In April 2016, Michael Berkheimer went to the Butler County restaurant Wings on Brookwood and ordered parmesan garlic boneless wings. He cut each of his wings into a few pieces before eating them. When he ate a piece of his chicken, he testified it felt like a piece of meat went down the wrong pipe.

In the following days, he experienced a fever and was unable to keep food down. He went to the emergency room, where a doctor discovered a five-centimeter chicken bone lodged in Berkheimer’s esophagus. After multiple surgeries, weeks in the hospital, and the prolonged use of an oxygen tank, Berkheimer was left with lasting heart and lung damage and a partially paralyzed diaphragm, according to court filings.

In 2017, Berkheimer sued the restaurant owners, as well as the chicken suppliers and processors. A Butler County Common Pleas Court trial judge sided with the companies, deciding consumers should expect bone fragments in chicken dishes, and the 12th District Court of Appeals agreed.

Berkheimer argued that the court of appeals did not consider the fact that the meal was advertised as boneless and gave no warning that a bone might be in the dish. The Ohio Supreme Court heard the case in December. 

The Ohio Supreme Court majority agreed with the lower courts. The courts used the "Allen test" to determine negligence. The method looks at whether the injurious object is natural to the food, or is a foreign substance, such as glass, wires and nails; or if diseased or infected ingredients are present. 

“Whether the substance was foreign to or natural to the food is relevant to determining what the consumer could have reasonably expected,” the opinion states. 

Since bones are natural to chicken, such as pieces of shell are natural to oysters, Berkheimer could have “reasonably expected” and “guarded against” the bone, the supreme court majority argued. 

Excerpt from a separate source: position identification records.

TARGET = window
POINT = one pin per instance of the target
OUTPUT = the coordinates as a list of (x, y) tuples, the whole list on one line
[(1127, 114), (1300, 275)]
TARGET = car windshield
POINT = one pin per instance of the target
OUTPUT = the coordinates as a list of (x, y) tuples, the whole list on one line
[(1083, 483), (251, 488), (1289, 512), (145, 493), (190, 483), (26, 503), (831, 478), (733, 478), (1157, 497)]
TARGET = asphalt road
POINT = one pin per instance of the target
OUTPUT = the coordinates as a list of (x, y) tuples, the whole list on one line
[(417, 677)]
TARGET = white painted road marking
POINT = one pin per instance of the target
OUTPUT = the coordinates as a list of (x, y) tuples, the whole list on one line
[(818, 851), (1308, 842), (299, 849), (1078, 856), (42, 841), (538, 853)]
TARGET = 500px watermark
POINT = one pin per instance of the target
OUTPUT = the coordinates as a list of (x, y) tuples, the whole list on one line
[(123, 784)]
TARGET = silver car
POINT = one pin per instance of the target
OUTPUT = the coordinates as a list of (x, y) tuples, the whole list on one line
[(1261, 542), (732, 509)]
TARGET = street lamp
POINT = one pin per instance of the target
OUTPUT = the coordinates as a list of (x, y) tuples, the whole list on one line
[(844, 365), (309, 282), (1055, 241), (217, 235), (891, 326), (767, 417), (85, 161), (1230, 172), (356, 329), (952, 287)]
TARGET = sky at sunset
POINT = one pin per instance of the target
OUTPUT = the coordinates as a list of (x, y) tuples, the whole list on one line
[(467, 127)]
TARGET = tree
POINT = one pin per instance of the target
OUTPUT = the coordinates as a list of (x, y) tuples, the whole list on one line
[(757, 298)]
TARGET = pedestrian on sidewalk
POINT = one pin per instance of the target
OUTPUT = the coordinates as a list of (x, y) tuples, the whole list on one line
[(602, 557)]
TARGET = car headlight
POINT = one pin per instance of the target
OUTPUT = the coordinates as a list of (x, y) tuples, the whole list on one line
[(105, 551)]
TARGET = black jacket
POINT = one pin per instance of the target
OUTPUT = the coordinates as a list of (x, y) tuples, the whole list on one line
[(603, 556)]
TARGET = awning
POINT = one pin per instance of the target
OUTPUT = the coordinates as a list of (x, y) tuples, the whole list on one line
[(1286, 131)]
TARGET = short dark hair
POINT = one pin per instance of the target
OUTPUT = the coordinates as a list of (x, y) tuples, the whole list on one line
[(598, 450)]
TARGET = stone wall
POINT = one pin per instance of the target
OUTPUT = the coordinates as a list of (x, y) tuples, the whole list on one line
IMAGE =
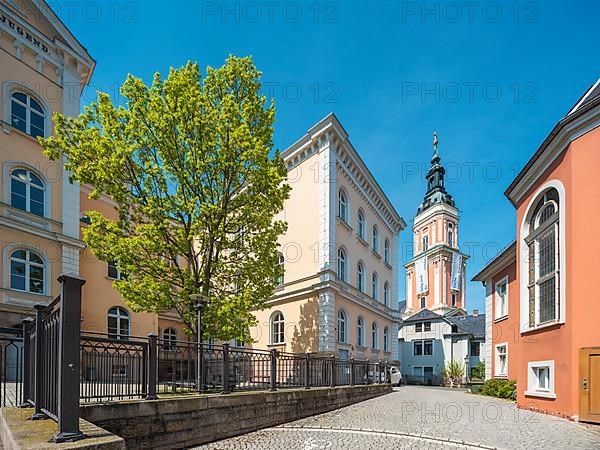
[(186, 421)]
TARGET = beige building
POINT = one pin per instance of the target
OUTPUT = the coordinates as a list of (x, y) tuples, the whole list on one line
[(339, 292), (340, 288)]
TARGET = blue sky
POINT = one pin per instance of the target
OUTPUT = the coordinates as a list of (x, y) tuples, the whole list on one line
[(491, 77)]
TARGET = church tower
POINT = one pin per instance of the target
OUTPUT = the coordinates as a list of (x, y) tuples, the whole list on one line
[(435, 276)]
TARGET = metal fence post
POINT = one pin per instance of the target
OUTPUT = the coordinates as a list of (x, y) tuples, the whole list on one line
[(307, 371), (226, 388), (274, 369), (37, 363), (27, 360), (152, 366), (333, 371), (69, 358)]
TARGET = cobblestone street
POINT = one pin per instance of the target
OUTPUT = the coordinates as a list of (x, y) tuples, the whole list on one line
[(428, 418)]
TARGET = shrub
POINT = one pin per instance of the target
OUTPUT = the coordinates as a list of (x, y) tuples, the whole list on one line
[(499, 388)]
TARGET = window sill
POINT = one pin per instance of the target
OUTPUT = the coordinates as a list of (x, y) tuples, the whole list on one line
[(541, 394), (344, 224)]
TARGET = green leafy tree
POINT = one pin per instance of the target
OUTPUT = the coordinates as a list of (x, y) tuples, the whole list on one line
[(188, 163)]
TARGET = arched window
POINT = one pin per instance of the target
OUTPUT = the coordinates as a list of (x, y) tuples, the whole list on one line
[(374, 343), (375, 242), (27, 115), (280, 263), (386, 293), (170, 339), (450, 234), (361, 224), (119, 323), (342, 265), (386, 339), (375, 286), (360, 276), (360, 332), (544, 254), (343, 205), (27, 191), (27, 271), (342, 326), (277, 328), (387, 251)]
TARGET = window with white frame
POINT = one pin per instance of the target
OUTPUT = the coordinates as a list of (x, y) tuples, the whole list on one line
[(374, 339), (27, 271), (342, 326), (375, 240), (386, 339), (281, 264), (361, 225), (277, 328), (543, 261), (386, 251), (27, 115), (360, 276), (375, 286), (540, 379), (27, 191), (119, 323), (343, 205), (342, 265), (386, 293), (360, 332), (501, 360), (170, 339), (501, 292)]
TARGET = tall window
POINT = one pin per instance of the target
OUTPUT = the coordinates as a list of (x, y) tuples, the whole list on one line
[(280, 263), (386, 339), (360, 332), (342, 324), (277, 328), (27, 191), (386, 251), (27, 271), (374, 343), (375, 286), (360, 276), (27, 115), (501, 298), (543, 283), (170, 339), (375, 238), (386, 293), (119, 323), (343, 205), (361, 224), (342, 265)]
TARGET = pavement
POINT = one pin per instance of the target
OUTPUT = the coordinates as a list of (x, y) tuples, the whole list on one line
[(423, 418)]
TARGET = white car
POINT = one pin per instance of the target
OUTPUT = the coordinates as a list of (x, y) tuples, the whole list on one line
[(395, 377)]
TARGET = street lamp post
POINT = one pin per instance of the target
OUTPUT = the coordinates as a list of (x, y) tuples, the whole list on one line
[(201, 301)]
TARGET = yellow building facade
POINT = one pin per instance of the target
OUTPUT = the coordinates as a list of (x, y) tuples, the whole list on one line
[(339, 293)]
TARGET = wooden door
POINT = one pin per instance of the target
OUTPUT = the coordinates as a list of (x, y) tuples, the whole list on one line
[(589, 384)]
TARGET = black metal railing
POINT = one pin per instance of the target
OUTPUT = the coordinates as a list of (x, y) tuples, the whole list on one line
[(11, 367)]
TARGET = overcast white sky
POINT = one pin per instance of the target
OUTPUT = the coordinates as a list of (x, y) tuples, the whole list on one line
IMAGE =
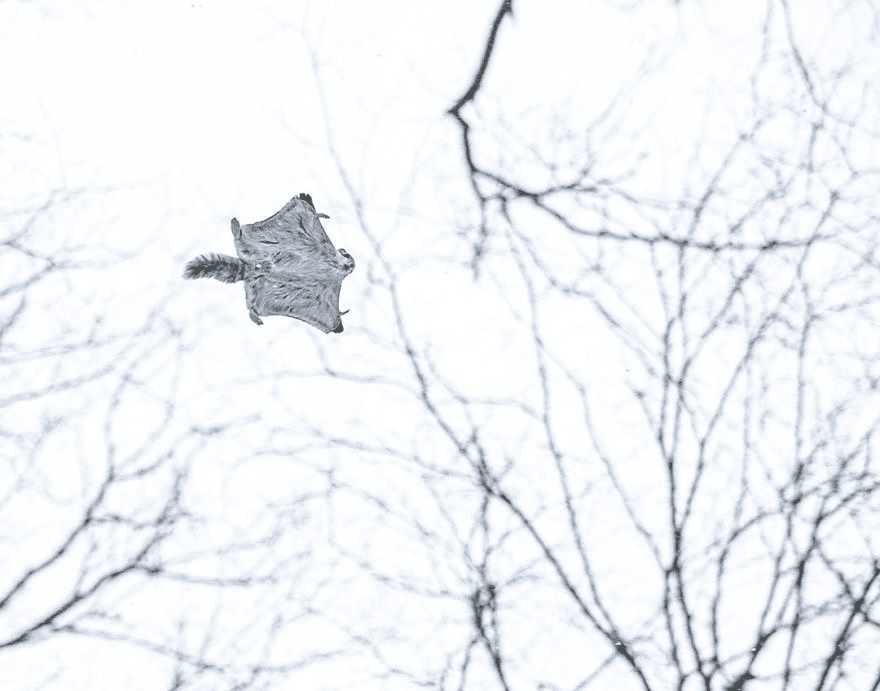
[(164, 119)]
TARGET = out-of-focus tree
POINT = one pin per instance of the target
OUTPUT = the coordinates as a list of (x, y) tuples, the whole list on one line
[(665, 426), (602, 416)]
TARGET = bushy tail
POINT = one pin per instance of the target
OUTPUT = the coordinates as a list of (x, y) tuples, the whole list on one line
[(219, 266)]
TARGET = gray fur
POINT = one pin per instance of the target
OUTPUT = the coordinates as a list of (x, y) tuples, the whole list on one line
[(288, 265)]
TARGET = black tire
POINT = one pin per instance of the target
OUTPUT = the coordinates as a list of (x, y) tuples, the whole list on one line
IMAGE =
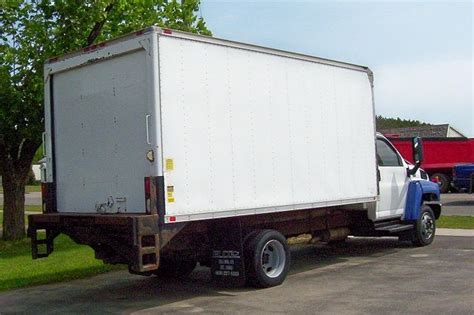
[(173, 268), (425, 228), (267, 259), (443, 181)]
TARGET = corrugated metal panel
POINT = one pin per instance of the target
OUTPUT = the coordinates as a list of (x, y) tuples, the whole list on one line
[(244, 130)]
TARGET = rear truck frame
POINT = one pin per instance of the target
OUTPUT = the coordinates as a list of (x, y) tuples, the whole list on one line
[(144, 186)]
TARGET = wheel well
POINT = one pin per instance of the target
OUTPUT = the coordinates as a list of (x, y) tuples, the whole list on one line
[(436, 207)]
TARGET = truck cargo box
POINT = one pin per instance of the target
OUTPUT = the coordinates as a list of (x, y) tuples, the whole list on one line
[(228, 129)]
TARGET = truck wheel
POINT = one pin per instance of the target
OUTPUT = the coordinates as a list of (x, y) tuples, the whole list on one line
[(443, 181), (425, 227), (267, 259), (172, 268)]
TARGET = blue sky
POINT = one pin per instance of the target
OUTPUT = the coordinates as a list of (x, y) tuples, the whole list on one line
[(421, 52)]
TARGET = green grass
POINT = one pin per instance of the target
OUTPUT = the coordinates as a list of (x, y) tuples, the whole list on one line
[(28, 188), (455, 222), (68, 261)]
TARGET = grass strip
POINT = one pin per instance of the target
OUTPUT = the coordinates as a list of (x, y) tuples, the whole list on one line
[(68, 261), (455, 222), (28, 188)]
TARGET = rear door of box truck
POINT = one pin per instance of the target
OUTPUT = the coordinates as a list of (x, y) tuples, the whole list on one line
[(98, 107)]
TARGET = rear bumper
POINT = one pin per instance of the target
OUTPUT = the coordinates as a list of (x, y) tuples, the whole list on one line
[(117, 239)]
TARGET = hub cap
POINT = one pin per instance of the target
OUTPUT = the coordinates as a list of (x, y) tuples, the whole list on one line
[(273, 258), (427, 226)]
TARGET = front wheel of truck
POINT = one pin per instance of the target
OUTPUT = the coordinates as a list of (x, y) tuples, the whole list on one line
[(267, 259), (425, 227)]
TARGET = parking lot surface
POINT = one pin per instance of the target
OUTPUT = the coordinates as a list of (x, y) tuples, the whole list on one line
[(365, 276), (457, 204)]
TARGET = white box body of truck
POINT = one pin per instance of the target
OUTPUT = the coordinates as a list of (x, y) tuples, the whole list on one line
[(233, 129)]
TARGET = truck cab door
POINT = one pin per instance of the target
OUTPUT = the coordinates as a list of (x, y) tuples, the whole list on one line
[(393, 181)]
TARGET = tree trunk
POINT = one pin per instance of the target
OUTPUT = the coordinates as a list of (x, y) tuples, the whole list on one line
[(13, 207)]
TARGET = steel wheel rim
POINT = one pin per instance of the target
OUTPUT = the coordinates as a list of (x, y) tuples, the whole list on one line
[(273, 258), (427, 226)]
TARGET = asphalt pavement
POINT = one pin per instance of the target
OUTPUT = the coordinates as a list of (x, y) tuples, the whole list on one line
[(367, 276)]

The majority opinion also states it is “common sense” that the label was merely a description of the cooking style, not a guarantee of no bones. The dissenting opinion, consisting of Democrat justices Michael Donnelly, Melody Stewart and Jennifer Brunner, called this “jabberwocky.” 

Donnelly states a guarantee of no bones is “exactly what people think” when ordering boneless wings, pointing to the fact that dictionaries define boneless as “without a bone.”

“The question must be asked: Does anyone really believe that the parents in this country who feed their young children boneless wings or chicken tenders or chicken nuggets or chicken fingers expect bones to be in the chicken?” Donnelly wrote. “Of course they don’t. When they read the word ‘boneless,’ they think that it means 'without bones,’ as do all sensible people.”